The day's economic news was promising. The Labor Department said initial claims for unemployment benefits fell last week, the second straight weekly decline. The department said claims dipped to 448,000, slightly above analysts' forecast of 445,000, according to Thomson Reuters. That lifted hopes that layoffs are slowing.
Meanwhile, it appeared that the crisis over Greece's ability to pay its debt was easing. European and German officials said they were working quickly on approving a bailout for the country. European Union monetary affairs commissioner Olli Rehn said he was "confident the talks will be concluded in the next days."
Investors shied away from risky assets including commodities earlier in the week amid fears that Greece might default on debt coming due next month. A default would threaten the euro, the currency shared by 16 European nations, and put the continent's economic recovery in jeopardy. It could also set back the recovery in the U.S.
But investors were betting on a Greek bailout, and that the global recovery and demand for commodities would continue to grow. That lifted oil prices above $85 a barrel.
Light sweet crude oil for June delivery rose $1.95 to settle at $85.17 a barrel on the New York Mercantile Exchange.
Natural gas prices fell 8 percent after the government said supplies expanded more than expected. Natural gas fell 36.8 cents to settle at $3.980 per 1,000 cubic feet.
Kevin Davitt, senior market analyst and trader at LaSalle Futures Group in Chicago, said "What we're seeing is risk appetite kind of come back over the past two days. I think the metals and energy are the beneficiaries of that."
Silver, platinum and palladium advanced. Silver for July deliver rose $4.44 to settle at $18.579 an ounce. Platinum for July delivery rose $20.10 to settle at $1,733.70 an ounce. Palladium for June delivery rose $7.10 to settle at $549 an ounce. All three metals trade on Nymex.
Platinum and palladium are used in catalytic converters in cars. Auto sales have been picking up, and would be expected to continue their recovery as the economy grows.
Gold fell as Greece's debt situation looked less dire. The metal lost some of its appeal as a safer investment -- investors often turn to it during times of economic or political uncertainty.
Gold for June delivery fell $3 to settle at $1,168.80 an ounce on the Nymex.
Copper for July delivery fell 3.6 cents to settle at $3.3505 a pound.
Commodities also got a lift from a drop in the dollar, which, like gold, is seen as a safe place to invest in. The ICE Futures US dollar index, which measures the dollar against six other currencies, fell 0.47 percent.
The weaker dollar makes commodities a better deal for foreign investors since most commodities are priced in dollars.

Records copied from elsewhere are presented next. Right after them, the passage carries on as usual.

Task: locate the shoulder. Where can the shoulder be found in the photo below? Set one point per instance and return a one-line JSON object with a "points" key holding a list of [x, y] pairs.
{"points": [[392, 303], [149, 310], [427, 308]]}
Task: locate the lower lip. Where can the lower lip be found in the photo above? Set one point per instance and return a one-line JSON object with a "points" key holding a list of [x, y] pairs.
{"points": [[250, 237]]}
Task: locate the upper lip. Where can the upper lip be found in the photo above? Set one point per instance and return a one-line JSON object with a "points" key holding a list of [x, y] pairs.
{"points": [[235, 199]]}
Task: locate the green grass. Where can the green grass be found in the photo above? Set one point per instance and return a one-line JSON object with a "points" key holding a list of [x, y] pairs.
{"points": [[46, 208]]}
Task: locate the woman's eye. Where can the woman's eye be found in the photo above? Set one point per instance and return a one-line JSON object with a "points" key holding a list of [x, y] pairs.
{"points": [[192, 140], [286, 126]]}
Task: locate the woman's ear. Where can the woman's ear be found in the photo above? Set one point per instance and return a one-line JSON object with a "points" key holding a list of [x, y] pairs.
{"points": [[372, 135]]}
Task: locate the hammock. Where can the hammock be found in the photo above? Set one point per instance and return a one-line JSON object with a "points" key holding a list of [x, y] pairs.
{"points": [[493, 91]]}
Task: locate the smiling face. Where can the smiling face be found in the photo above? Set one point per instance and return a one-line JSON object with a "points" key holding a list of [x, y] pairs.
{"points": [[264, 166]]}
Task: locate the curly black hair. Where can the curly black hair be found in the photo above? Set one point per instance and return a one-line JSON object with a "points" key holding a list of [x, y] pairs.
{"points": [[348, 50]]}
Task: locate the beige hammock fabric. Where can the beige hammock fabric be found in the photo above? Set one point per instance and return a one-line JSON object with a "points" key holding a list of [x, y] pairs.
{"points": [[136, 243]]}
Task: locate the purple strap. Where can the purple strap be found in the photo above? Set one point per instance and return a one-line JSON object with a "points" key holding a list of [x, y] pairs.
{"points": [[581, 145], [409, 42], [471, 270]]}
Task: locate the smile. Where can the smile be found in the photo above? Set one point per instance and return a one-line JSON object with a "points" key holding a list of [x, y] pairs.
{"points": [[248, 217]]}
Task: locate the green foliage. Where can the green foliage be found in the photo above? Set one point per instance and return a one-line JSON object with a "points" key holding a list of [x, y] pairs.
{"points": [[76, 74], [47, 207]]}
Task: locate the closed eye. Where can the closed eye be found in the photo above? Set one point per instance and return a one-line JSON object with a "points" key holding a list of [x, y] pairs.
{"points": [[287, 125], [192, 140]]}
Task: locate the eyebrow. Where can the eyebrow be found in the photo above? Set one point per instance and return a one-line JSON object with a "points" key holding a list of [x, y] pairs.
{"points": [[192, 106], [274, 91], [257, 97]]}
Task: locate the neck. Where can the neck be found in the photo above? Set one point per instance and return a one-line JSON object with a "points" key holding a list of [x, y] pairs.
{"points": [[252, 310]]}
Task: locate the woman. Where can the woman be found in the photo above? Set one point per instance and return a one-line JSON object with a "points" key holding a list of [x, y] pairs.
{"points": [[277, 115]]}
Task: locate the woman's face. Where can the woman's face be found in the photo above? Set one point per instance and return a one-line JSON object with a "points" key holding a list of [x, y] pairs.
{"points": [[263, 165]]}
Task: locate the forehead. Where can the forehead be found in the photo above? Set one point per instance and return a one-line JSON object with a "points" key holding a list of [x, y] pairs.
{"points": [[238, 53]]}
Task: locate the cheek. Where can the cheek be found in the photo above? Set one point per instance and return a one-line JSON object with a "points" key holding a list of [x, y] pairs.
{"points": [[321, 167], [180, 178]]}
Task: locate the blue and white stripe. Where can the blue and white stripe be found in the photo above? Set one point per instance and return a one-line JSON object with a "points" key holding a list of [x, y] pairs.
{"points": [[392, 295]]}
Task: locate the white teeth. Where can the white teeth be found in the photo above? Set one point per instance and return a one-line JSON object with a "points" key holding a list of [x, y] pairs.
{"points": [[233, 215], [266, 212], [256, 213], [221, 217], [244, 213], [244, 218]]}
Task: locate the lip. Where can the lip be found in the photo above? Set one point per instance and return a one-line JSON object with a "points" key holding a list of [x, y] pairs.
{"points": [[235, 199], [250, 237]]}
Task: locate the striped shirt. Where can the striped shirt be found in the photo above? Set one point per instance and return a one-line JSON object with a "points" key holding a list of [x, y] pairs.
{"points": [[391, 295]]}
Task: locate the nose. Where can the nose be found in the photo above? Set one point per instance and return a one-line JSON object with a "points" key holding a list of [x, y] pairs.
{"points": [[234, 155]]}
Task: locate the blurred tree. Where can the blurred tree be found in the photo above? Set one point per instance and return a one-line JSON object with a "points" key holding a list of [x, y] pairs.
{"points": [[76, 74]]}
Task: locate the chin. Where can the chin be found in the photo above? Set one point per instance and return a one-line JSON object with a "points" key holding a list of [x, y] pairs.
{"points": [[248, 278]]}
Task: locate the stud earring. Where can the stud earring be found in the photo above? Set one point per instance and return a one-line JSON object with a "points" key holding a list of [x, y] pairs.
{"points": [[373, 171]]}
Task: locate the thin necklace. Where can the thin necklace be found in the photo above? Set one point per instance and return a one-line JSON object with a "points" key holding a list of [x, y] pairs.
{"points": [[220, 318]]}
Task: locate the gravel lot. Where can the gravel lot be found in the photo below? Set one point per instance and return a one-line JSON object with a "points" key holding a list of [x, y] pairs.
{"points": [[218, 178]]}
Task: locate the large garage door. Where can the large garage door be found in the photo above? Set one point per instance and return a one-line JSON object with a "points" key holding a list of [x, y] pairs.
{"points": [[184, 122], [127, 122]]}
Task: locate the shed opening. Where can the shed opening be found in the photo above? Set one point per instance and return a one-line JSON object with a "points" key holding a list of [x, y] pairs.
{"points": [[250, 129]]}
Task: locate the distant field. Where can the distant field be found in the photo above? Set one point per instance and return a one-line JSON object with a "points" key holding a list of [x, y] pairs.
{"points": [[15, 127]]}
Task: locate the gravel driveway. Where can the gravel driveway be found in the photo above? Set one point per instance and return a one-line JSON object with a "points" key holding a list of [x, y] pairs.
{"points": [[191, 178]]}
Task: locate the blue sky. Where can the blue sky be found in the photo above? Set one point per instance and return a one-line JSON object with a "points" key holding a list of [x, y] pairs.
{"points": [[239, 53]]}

Corn benefited from a recent purchase by China. Corn for July delivery rose 5 cents to settle at $3.69 a bushel.
Countries such as Iraq, Algeria and Jordan, which are big importers of wheat, have helped to support its price. July wheat rose 7.5 cents to settle at $4.9550 a bushel.
Soybeans for July delivery rose to 2.5 cents to settle at $9.96 a bushel. Soybeans are used in milk, oils and tofu.